Refik Soykut albay rütbesiyle emekli olduktan sonra Kırşehir'e dönmüş ve “Beyaz Zambaklar Ülkesi” yaratmak idealiyle tarafsız olarak Belediye Başkanı seçilmişti. Ne var ki  Belediye Meclisi'nde çalışmalarına kavgacı fanatik particilerden destek bulamayınca bir süre sonra istifa etmek zorunda bırakılmış, “Kırşehir'e Belediye Başkanı olmadan da hizmet edileceğini göstereceğim” diyerek Ankara'da KIR-SED (Kırşehir'i Sevenler Derneği)'i kurmuş, kendisini “Ahi Soykut” adıyla Ahilik çalışmalarına ve Yunus Emre'nin kabrinin Kırşehir'de olduğu tezine adamıştı.
Gazetemde yazılarımla kendisini daima desteklediğim Refik Soykut “Yalnız Adam” başlıklı yazımdan çok duygulandığı için beni çok sever, her karşılaştığımızda “Sen aslansın” diye iltifat ederdi.

“BİZİ DÜŞMANA TESLİM ETMEYİN,
KENDİ TOPLARIMIZLA ŞEHİT EDİN!” 
    
Kore'de savaş sürerken 1951 yılının 22 Nisan’ını 23 Nisan’a bağlayan gece saat 23.30 sularında Üsteğmen Mehmet Gönenç yaralı olarak yattığı yerden telsizle topçu taburuna şu mesajı geçti:
"Dört tarafımız kuşatıldı. Şehidimiz çok.

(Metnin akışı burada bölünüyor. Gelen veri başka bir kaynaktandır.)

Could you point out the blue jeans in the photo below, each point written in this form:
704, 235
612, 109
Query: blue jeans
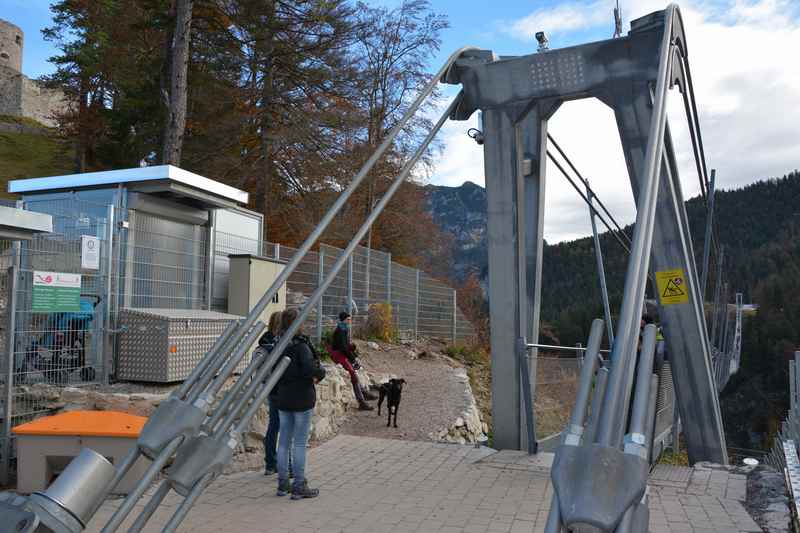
271, 438
295, 426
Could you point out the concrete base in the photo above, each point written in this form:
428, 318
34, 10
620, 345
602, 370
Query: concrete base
41, 458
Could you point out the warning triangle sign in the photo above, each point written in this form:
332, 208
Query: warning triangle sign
673, 289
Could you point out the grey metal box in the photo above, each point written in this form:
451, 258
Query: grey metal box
164, 345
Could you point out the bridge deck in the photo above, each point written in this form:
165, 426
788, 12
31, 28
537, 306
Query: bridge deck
378, 485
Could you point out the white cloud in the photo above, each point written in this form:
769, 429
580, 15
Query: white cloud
747, 82
564, 17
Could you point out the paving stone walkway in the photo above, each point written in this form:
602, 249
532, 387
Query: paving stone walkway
385, 485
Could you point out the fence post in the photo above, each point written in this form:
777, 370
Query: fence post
212, 254
455, 315
416, 309
108, 340
320, 278
792, 388
389, 279
367, 273
350, 285
11, 309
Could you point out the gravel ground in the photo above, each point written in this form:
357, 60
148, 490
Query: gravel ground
432, 397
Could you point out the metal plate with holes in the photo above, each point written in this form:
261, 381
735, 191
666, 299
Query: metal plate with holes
164, 345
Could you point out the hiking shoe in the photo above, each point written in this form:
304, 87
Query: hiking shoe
369, 395
284, 487
299, 493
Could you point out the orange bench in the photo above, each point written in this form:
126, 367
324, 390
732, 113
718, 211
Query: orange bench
46, 445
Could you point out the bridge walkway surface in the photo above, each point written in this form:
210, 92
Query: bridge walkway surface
382, 485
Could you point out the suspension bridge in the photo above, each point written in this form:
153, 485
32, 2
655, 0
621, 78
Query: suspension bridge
600, 471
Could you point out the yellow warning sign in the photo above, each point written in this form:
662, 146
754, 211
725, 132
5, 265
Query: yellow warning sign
672, 288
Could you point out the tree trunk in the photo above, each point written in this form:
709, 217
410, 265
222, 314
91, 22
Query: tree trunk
176, 119
265, 184
83, 135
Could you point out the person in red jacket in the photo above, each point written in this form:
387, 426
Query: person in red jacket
343, 354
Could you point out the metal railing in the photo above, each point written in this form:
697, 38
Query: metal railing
149, 262
784, 453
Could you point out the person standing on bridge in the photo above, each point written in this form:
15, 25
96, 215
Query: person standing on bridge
342, 353
296, 398
267, 343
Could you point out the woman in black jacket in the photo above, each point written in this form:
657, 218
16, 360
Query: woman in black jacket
295, 400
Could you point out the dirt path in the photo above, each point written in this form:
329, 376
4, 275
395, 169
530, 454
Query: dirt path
433, 398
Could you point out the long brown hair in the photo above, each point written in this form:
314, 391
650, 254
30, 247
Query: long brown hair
289, 316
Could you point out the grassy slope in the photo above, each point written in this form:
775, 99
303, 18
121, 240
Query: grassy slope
23, 155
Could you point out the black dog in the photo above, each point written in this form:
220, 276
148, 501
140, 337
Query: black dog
391, 391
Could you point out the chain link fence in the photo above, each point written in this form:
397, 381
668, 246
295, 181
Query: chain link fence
153, 262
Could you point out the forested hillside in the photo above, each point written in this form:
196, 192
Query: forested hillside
759, 228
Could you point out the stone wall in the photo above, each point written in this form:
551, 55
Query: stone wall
10, 92
41, 104
468, 427
12, 41
23, 97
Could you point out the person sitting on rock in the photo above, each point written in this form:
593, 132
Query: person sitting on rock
342, 353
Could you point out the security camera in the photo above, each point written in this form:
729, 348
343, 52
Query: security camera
544, 44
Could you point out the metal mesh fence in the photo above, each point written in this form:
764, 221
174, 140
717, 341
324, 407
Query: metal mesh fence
421, 306
152, 262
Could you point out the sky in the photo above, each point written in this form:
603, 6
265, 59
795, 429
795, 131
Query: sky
745, 68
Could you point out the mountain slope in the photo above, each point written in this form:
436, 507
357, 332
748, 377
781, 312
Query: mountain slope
752, 223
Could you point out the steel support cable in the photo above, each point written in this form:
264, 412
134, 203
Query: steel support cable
693, 102
211, 361
610, 427
589, 203
252, 400
586, 184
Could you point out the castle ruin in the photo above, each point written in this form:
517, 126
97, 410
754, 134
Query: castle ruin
21, 96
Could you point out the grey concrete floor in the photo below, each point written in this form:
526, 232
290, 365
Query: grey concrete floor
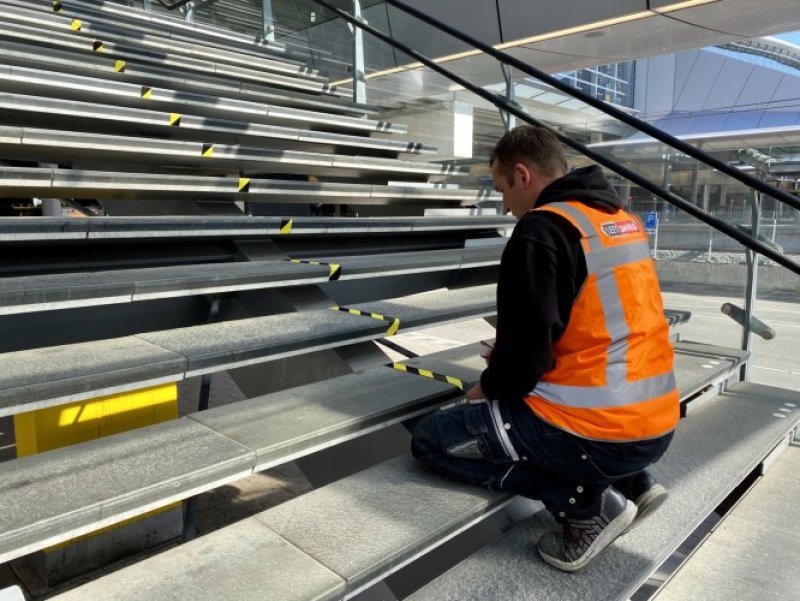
774, 364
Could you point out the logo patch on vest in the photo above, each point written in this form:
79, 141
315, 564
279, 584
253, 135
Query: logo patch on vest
621, 228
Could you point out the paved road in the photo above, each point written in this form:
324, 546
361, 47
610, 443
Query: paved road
775, 362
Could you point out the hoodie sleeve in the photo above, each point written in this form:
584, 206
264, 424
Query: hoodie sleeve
541, 272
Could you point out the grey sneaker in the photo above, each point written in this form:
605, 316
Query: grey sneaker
645, 492
581, 540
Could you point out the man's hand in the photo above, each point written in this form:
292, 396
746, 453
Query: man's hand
475, 393
486, 351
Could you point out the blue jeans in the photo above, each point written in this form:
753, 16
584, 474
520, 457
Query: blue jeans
505, 446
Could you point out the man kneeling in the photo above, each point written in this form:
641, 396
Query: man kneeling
578, 396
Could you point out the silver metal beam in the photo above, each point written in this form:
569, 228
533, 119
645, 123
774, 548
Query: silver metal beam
359, 73
267, 21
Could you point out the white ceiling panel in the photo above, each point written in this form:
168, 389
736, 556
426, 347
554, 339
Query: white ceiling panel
744, 18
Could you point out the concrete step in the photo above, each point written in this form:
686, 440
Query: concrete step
168, 25
367, 526
168, 92
56, 113
753, 552
40, 229
71, 290
111, 479
51, 376
53, 145
119, 40
44, 182
713, 451
49, 44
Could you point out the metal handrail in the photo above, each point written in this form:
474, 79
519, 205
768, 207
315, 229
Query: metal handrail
173, 5
634, 177
608, 109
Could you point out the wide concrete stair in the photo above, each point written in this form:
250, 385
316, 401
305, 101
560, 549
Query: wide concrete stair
99, 104
178, 131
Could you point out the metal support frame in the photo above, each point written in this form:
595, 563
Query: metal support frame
359, 70
752, 286
190, 506
188, 12
509, 120
597, 157
267, 21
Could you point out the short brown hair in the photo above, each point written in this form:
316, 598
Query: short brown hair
537, 146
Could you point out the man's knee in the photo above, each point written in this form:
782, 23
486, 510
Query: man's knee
423, 438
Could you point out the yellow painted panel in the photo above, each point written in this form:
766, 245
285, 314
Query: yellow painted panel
55, 427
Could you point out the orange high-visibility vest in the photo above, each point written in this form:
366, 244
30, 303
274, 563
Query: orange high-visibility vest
613, 377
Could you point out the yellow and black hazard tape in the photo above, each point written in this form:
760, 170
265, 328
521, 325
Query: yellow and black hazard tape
334, 271
389, 332
426, 373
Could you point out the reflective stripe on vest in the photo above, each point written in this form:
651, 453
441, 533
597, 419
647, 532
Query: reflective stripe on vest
601, 261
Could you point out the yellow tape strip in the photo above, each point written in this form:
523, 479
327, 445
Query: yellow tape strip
334, 270
393, 328
426, 373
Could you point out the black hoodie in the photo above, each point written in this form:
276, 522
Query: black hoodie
541, 273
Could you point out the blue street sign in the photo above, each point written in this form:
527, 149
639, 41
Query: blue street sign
650, 222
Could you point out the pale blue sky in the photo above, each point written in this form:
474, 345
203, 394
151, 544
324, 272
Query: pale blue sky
793, 37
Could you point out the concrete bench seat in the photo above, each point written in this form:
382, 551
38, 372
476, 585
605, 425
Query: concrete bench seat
366, 526
36, 229
107, 480
118, 40
78, 183
24, 110
71, 290
698, 367
57, 43
50, 376
713, 451
36, 143
232, 101
169, 25
234, 441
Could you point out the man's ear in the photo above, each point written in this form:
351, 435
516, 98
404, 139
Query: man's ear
523, 172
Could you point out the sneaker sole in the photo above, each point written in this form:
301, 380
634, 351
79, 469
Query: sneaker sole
610, 533
647, 503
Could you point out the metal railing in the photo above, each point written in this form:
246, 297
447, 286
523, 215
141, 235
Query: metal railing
730, 230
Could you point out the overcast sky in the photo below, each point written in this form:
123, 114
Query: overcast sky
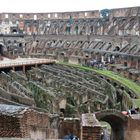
63, 5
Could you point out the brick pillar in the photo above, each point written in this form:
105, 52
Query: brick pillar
91, 128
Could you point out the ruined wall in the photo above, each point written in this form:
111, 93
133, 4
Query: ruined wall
9, 127
73, 23
34, 125
67, 127
133, 129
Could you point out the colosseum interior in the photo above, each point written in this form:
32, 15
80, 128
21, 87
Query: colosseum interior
61, 74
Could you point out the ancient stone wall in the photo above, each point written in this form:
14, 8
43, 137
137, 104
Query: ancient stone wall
9, 127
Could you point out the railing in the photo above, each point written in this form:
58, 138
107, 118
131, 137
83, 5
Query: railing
12, 63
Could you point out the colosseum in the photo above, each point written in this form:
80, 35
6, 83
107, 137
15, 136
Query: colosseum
64, 73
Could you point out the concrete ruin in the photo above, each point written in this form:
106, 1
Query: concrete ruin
110, 36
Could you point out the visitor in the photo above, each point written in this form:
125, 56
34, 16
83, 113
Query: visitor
71, 137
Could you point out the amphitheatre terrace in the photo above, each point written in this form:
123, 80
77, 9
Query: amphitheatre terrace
63, 73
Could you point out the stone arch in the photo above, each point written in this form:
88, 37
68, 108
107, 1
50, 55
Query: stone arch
117, 121
1, 48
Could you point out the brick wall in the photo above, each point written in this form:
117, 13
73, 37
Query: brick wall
9, 127
91, 133
34, 125
69, 127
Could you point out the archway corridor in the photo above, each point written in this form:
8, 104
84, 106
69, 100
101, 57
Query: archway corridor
117, 121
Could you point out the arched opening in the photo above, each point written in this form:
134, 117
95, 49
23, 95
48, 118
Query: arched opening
14, 31
117, 123
105, 130
20, 45
117, 48
1, 50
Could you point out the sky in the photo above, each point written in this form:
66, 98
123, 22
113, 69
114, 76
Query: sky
38, 6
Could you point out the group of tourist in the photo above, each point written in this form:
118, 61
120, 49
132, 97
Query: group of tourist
99, 64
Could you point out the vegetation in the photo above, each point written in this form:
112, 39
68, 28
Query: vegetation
122, 80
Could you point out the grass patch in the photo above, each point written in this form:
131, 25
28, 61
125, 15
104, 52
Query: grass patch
122, 80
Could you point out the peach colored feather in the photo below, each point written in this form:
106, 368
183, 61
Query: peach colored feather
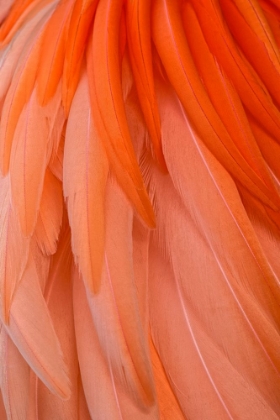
85, 174
187, 83
139, 209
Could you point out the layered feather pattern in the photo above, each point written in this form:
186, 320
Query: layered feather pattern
140, 209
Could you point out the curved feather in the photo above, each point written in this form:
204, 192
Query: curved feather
32, 331
250, 88
14, 249
257, 41
139, 41
15, 380
19, 94
49, 215
28, 163
54, 40
168, 30
224, 97
58, 295
80, 25
85, 171
108, 107
115, 309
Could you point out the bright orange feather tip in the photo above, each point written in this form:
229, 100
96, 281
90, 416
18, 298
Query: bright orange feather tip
139, 209
140, 48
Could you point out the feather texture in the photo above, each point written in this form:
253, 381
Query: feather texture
85, 174
140, 209
106, 94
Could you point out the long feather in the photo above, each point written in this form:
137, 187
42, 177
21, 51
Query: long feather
108, 106
115, 309
185, 232
28, 164
85, 173
19, 94
14, 249
257, 41
32, 331
79, 28
15, 380
54, 39
168, 30
50, 215
106, 396
224, 97
58, 295
249, 86
140, 49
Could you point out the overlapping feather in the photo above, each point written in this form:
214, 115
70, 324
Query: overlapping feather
178, 322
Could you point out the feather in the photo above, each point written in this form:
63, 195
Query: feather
14, 249
5, 6
247, 283
15, 380
108, 107
187, 83
2, 408
169, 407
50, 215
58, 295
115, 309
80, 24
85, 173
140, 50
224, 97
16, 12
11, 53
272, 15
105, 397
18, 96
249, 86
32, 331
256, 42
197, 369
50, 68
28, 164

Telsizcimiz de şehit oldu. Koordinatları veriyorum; topçu bataryalarını buraya yönlendirin."   
Topçu irtibat subayı Refik Soykut şaşkındı. Güçlükle "Ama bu sizin şu anda bulunduğunuz yer..." diyebildi. Aldığı yanıt inanılır gibi değildi: 
"Evet, doğru, bilerek söyledim. Çünkü biz düşmana esir olmak istemiyoruz. Bizi onlara teslim etmeyin! Kendi ateşimizle şehit edin! Bu size vasiyetimizdir!" 
Telsiz konuşmalarını Topçu Tabur Komutanı Yarbay Kurtay, Binbaşı Ahsen Soya, Lemi Eralp, Yüzbaşı Alaaddin Haydaroğlu da dinliyorlardı. Komuta heyeti ne diyeceğini bilemiyordu. Kısa sürede karar verildi: Vasiyet yerine getirilecekti. Kuşatma altındaki Türk birliği kendi bataryalarımız tarafından imha edilecekti. 
Derken tüm toplar ateşlendi. Bataryalar gürlemiyor, âdeta hıçkırıyordu. Gözyaşlarına hâkim olamayan karargâhtakiler de hüngür hüngür ağlıyorlardı. 
O gecenin sonunda 5 subay, 3 astsubay ve 58 er şehit düştü. 35 yaralı ve 105 kayıp vardı. Üsteğmen Mehmet Gönenç de şehitler arasındaydı. Kahramanlarımız düşmana teslim olmamak için kendi topçu bataryalarımızın ateşiyle şehadet şerbetini içmeyi tercih etmişlerdi. 
Şehit Üsteğmen Mehmet Gönenç'in anısı şimdi memleketi Bandırma'da kendi adını taşıyan lisede yaşatılmaktadır. 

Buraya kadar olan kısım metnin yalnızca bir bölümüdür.